When I brined a whole roaster in buttermilk overnight, the chicken was then wiped clean and dry rubbed with spices the following day for roasting. Brining in buttermilk made the bird fall apart tender but the dry rub was where the flavors enhanced.
Yeah, I’m going to go this route next time. The buttermilk marinade definitely made the chicken nice and moist; just not a lot of flavor. Although looking at other recipes after last night’s unremarkable flavors, I did see others that did NOT have the vegetable oil and DID have a lot more spices/herbs added. But dry rub after brining is probably the way I’ll get it to my tastebuds’ happy place.
@LindaWhit, I think the idea of following the buttermilk brine with the dry rub shows promise.
Here’s why: I buttermilk-brined a turkey breast for Thanksgiving, in the style of Samin Nosrat, and my tastebuds did not love the result. Interestingly, I have been really happy with the result when I’ve used a buttermilk brine and herbs mixture on pork chops.
I’m guessing that the—oh so obvious!—differences between pork chops and poultry is why I have been pleased with buttermilk brining for the chops but not for the turkey breast. Meh for the turkey.
I made Chinese-American takeout-style pepper steak over brown rice:
Full run-down in COTM: CHINESE - Cuisine of the Quarter, Winter 2021 (Jan-Mar) - #26 by ChristinaM
Happy new year everyone. I don’t pray but have been really hoping this year is better. I’ve been cooking but nothing pretty or wildly exciting. Dinner last night was surprisingly tasty. A mash up of several recipes for a ginger chicken with cilantro and green onions over brown rice, green beans and cucumber salad as sides…
Happy New Year and I join you in those . Nice look’in dinner taboot.
BF made one of our favorite dishes we had multiple times in Portugal, 5 years ago now - Açorda Alentejana (bread soup), with water broth, some very stale baguette, an egg, cilantro, and evoo. Very simple, a dish that is greater than the sum of its parts
Also, a Basque-style sausage from our butcher, the BF’s sherried mushrooms, and a green salad.
Grilled one of those Berkshire chops for the two of us to share,
Steamed Yukons, smashed with butter, Salvadorian crema, chives
but the WOW was sprouts braised with guanciale…
All sounds delicious!
It was a pepper steak kind of night!
BF made the one that I have posted here a couple times. I could eat this once a week. Only difference tonight: he used arrowroot instead of corn starch at the suggestion of a friend of ours in training to be a sous chef. It really made the sauce thicker and shinier, very much like you would get in Chinese-American takeout.
The Sprout is the baker in the family but was busy yesterday. I planned on making soup and having her make bread for dinner but she didn’t have time. In a fit of delusion, I decided that I can bake bread. I followed the recipe @mariacarmen posted upthread (post 80). I am amazed! I MADE BREAD! And it was good. I can see this becoming a regular thing.

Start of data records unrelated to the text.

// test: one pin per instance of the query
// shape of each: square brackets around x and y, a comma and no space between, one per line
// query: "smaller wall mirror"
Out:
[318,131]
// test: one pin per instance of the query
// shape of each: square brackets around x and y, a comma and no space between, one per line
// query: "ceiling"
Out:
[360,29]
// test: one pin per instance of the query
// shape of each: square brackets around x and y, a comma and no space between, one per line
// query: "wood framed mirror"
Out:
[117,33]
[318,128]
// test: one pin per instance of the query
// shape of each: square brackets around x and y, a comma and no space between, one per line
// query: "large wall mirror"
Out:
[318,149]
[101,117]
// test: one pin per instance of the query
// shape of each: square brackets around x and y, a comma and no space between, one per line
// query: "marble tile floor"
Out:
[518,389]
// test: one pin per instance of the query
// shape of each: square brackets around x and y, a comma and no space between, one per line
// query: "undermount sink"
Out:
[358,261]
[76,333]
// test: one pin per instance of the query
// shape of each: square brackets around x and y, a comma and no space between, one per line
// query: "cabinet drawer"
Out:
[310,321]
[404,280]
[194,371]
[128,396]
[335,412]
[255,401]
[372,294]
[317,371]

Served with Butternut Squash Soup with Yogurt and Sumac.
Ha, but you can and you did bake bread! Your talent was just waiting to be discovered.
That. is a great loaf ! Nice going.
Wow, that looks great! I see an olive oil bread with some intersting spices in your future!
Oooh, or Focaccia! I like this one from Serious Eats. I skipped the toppings and used just rosemary and salt.
I have never had a feel for baked goods. I don’t like to measure - though I do now weigh my ingredients which as made a big difference. Since I’ve been home, I have been able to to make a pizza crust which led me to believe I could tackle bread. I may have to continue to venture outside my comfort zone.
Besides measuring, I always seem to have a problem with knowing when cake and it’s derivatives are done.
Ride your successes, and continue to experiment. I really like the foccacia idea too!
I understand not having a feel for when baked goods are done. Besides visual clues, I have started to use my instant read thermometer. Bread is 200-205 degrees. Cake is 195 to 200. Cheesecake 145 degrees. It’s comforting to have some science on my side.
^ Me too. Thermapen to the rescue here.
Thanks for the thermometer tips. But too be honest, I’m not all that good with a thermometer when cooking meat except for a turkey. I’m more of a poke and slit kinda person.